Complete step by step solution:
According to Hooke's law, stress is directly proportional to strain within the elastic unit of the body. Mathematically,
$\begin{aligned} & \text{stress}\propto \text{strain} \\\ & \Rightarrow \text{stress=(M)strain} \\\ \end{aligned}$
Here, $M$ is the constant of proportionality and is also known as the modulus of elasticity. Therefore, from the above equation, we get,
$\text{M=}\dfrac{\text{stress}}{\text{strain}}$ - (1)
Hence, we can define the modulus of elasticity for a material as the ratio of stress to strain.

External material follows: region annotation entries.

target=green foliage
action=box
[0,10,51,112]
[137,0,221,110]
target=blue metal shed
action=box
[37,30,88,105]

The restoring force that is developed per unit cross-sectional area in a body when deforming force is applied on it is known as stress. Thus,
$\text{stress=}\dfrac{\text{applied}\,\text{force}}{\text{area}}$
Force is the product of mass and acceleration of a body. Therefore,
$F=ma$
Here, $F$ is the force applied
$m$ is the mass of the body
$a$ is acceleration
Therefore, from the above equation, the dimensions of force will be-
$\begin{aligned} & [F]=[M][L{{T}^{-2}}] \\\ & \Rightarrow [F]=[ML{{T}^{-2}}] \\\ \end{aligned}$
Therefore, the dimensions of stress will be-
$[S]=\dfrac{[ML{{T}^{-2}}]}{[{{L}^{2}}]}$
$\Rightarrow [S]=[M{{L}^{-1}}{{T}^{-2}}]$ - (2)
Therefore, the dimensions of stress are $[M{{L}^{-1}}{{T}^{-2}}]$.
Strain is a unitless quantity because it is the ratio of two same quantities; it does not have any dimensions.
From eq (1) and eq (2), the dimensions of modulus of elasticity will be-
$[M']=[M{{L}^{-1}}{{T}^{-2}}]$
Therefore, the dimensions of modulus are $M{{L}^{-1}}{{T}^{-2}}$. Hence, the correct option is (C).

Note: The dimensional unit of a physical quantity is an equation which represents the unit in terms of seven fundamental units. The modulus of elasticity of a material can also be stated as the slope of the stress-strain curve in the elastic deformation region. The stress- strain curve gives a relationship between stress and strain of a body when a load is applied to it and then gradually removed.